Les convives telles que Chiara Ferragni, Isabelle Adjani et Paris Jackson ont été accueillies à deux pas du Sacré-Coeur, dans un restaurant rebaptisé pour l’occasion « Chez Christian ». Le dîné « Made in Paris » a été accompagné de portraitistes, silhouettistes ou encore une chanteuse de cabaret. Une fois le dîner terminé, les hôtes se sont dirigés à cinquante kilomètres de la capitale au Château de Chantilly, lieu iconique de la culture française.
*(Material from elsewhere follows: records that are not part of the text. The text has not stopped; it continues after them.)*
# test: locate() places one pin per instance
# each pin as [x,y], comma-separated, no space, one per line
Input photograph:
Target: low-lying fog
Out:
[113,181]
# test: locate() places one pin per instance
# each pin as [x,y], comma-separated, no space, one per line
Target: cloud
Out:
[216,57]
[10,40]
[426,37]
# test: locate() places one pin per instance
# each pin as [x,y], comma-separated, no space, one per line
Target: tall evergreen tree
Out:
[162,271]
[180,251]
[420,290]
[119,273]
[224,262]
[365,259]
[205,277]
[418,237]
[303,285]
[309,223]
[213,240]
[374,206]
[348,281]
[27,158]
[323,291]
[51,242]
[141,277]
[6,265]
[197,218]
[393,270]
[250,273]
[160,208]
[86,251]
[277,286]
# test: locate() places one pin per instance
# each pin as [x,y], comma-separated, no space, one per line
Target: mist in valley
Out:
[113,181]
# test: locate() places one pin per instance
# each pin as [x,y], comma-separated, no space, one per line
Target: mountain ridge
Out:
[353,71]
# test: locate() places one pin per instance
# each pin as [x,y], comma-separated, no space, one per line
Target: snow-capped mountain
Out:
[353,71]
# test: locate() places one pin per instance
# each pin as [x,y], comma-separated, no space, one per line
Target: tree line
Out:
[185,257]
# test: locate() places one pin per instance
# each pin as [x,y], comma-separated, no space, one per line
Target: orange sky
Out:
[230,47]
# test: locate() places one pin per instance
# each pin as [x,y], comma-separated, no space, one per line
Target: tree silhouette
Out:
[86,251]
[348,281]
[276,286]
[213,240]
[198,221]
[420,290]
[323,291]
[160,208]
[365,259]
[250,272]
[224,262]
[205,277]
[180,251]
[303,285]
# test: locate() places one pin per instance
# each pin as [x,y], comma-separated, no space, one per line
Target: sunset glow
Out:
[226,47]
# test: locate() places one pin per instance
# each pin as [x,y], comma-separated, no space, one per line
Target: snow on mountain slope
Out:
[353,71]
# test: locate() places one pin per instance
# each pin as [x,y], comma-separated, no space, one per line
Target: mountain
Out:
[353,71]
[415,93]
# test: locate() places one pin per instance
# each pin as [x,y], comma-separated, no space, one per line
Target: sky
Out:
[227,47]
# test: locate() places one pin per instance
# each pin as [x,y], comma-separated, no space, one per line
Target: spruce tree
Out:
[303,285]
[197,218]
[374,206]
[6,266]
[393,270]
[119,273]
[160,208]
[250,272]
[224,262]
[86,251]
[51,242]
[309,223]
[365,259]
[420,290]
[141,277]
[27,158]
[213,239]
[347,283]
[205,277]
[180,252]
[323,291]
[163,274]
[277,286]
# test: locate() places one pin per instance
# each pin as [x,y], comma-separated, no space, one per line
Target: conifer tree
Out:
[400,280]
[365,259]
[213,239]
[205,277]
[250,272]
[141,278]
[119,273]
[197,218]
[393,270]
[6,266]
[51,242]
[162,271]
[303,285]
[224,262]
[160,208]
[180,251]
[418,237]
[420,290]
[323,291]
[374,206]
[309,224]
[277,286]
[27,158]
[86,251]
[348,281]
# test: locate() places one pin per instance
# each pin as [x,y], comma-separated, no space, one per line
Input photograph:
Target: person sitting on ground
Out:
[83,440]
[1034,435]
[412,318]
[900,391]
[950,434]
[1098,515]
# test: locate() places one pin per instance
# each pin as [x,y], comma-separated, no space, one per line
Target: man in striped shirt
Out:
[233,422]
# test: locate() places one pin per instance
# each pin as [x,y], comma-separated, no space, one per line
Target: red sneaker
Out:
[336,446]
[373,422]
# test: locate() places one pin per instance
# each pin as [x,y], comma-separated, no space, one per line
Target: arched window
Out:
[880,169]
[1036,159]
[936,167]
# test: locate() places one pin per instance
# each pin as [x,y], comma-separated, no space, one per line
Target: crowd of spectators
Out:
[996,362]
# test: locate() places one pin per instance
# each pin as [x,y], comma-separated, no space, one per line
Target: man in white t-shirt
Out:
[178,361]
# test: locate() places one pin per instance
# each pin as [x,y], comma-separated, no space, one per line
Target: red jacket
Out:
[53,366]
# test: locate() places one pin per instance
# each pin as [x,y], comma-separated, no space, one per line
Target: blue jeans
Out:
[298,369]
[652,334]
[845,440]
Une averse passée et une heure d’attente étaient requises avant de pouvoir enfin apercevoir les premières silhouettes élancées de huit « escaramuzas », cavalières traditionnelles mexicaines lors d’une démonstration équestre. Passé 21 heures, les modèles se sont avancées avec fière allure dans le manège. Maria Grazia Chiuri a dévoilé un terrain d’inspiration fait de dentelles et de culture latino-américaine et bien évidemment française.

Chantilly a beaucoup de références, c’est un haut lieu de l’univers du cheval également célèbre pour sa dentelle« , répond Maria Grazia Chiuri à l’Agence France-Presse.

Cette collection croisière dévoilée entre la Fashion Week prêt-à-porter du mois de mars et celle d’Haute-couture de juillet, a présenté de nombreuses pièces bientôt cultes. Des blousons tatoués du mot « Diorodeo », des longues jupes aux jupes ultra-courtes : les genres se bouleversent et s’affrontent, la femme s’émancipe avec des chemisiers blancs, des cravates et se laisse aller avec des tenues glamours. En bref, la femme Dior représente la puissance, elle élargie son champ d’envies, son style et s’affranchit de toutes les normes et pré requis.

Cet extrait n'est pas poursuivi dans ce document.